En termes de gestion, il suggère aussi d’accroitre le déploiement du tiers payant et de permettre aux professionnels de santé d’accéder en temps réel aux garanties des patients en particulier en cas de résiliation infra-annuelle.
- Pour améliorer la lisibilité des garanties, le rapport suggère de contraindre les complémentaires à présenter les garanties en euros (et non plus sous forme d’un pourcentage de la base de remboursement) et de prévoir un standard de présentation des garanties (AMC incluse et exclue).
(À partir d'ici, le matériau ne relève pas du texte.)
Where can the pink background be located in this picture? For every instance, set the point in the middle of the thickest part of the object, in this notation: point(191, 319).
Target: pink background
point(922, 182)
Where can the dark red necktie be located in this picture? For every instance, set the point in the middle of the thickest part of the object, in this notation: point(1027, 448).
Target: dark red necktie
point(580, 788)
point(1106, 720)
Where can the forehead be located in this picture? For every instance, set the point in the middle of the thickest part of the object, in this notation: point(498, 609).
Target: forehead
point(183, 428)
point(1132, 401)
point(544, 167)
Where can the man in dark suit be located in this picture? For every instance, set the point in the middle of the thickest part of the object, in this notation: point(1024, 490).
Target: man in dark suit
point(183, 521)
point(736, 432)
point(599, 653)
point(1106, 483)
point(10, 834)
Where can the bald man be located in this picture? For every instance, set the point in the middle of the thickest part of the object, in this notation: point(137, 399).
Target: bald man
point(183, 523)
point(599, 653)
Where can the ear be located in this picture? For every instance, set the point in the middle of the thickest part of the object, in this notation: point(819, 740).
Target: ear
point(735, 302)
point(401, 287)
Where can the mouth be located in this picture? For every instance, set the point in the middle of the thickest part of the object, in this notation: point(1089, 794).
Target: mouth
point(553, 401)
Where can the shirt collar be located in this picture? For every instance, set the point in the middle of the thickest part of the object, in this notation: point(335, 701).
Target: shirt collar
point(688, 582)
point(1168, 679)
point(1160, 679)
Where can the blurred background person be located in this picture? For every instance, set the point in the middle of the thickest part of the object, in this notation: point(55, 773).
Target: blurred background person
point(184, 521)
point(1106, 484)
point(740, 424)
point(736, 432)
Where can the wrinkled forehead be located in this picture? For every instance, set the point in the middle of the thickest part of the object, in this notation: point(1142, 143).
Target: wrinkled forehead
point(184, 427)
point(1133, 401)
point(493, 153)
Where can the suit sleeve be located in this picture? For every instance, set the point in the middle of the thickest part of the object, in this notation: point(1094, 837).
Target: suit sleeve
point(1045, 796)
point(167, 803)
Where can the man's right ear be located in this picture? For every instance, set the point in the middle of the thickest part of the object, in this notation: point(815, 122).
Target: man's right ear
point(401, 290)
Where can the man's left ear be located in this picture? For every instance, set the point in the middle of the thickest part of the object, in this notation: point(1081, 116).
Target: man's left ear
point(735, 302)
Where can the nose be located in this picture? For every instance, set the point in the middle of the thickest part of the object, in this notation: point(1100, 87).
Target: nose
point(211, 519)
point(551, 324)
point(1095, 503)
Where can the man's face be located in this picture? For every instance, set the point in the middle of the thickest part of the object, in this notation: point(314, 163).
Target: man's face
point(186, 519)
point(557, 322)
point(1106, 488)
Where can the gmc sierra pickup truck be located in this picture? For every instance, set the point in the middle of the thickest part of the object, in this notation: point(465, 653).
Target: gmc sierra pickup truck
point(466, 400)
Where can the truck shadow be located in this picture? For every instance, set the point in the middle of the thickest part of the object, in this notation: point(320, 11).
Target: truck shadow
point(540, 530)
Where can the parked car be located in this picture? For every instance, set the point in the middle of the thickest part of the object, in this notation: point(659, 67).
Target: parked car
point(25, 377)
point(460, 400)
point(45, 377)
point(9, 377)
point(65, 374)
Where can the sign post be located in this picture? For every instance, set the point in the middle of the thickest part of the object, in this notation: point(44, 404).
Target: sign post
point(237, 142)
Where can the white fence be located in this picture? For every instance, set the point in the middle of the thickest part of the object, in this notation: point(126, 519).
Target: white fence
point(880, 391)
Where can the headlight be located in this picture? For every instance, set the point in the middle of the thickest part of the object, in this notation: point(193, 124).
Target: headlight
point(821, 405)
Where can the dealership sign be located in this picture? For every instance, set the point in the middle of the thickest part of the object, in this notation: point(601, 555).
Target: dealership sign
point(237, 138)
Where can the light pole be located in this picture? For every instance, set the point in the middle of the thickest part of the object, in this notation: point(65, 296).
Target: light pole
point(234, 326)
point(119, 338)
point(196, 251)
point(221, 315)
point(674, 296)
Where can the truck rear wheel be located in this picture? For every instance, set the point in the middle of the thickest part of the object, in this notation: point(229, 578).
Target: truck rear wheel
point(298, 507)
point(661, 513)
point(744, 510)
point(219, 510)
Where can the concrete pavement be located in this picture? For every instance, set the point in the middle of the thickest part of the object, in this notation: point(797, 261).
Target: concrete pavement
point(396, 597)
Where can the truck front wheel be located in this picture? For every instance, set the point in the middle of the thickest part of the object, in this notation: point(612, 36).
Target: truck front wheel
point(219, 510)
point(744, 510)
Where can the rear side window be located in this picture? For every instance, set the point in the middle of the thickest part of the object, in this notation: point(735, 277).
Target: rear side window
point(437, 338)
- Pour permettre aux complémentaires de mieux piloter leurs dépenses, le rapporteur propose d’institutionnaliser le comité de dialogue avec les complémentaires (CDOC) et d’en faire une instance de dialogue trimestrielle avec les pouvoirs publics, l’assurance maladie et les OCAM. Et surtout de prévoir un délai de 6 mois entre la publication des textes et la mise en œuvre de mesures modifiant le périmètre respectif des remboursements entre assurance maladie et complémentaires.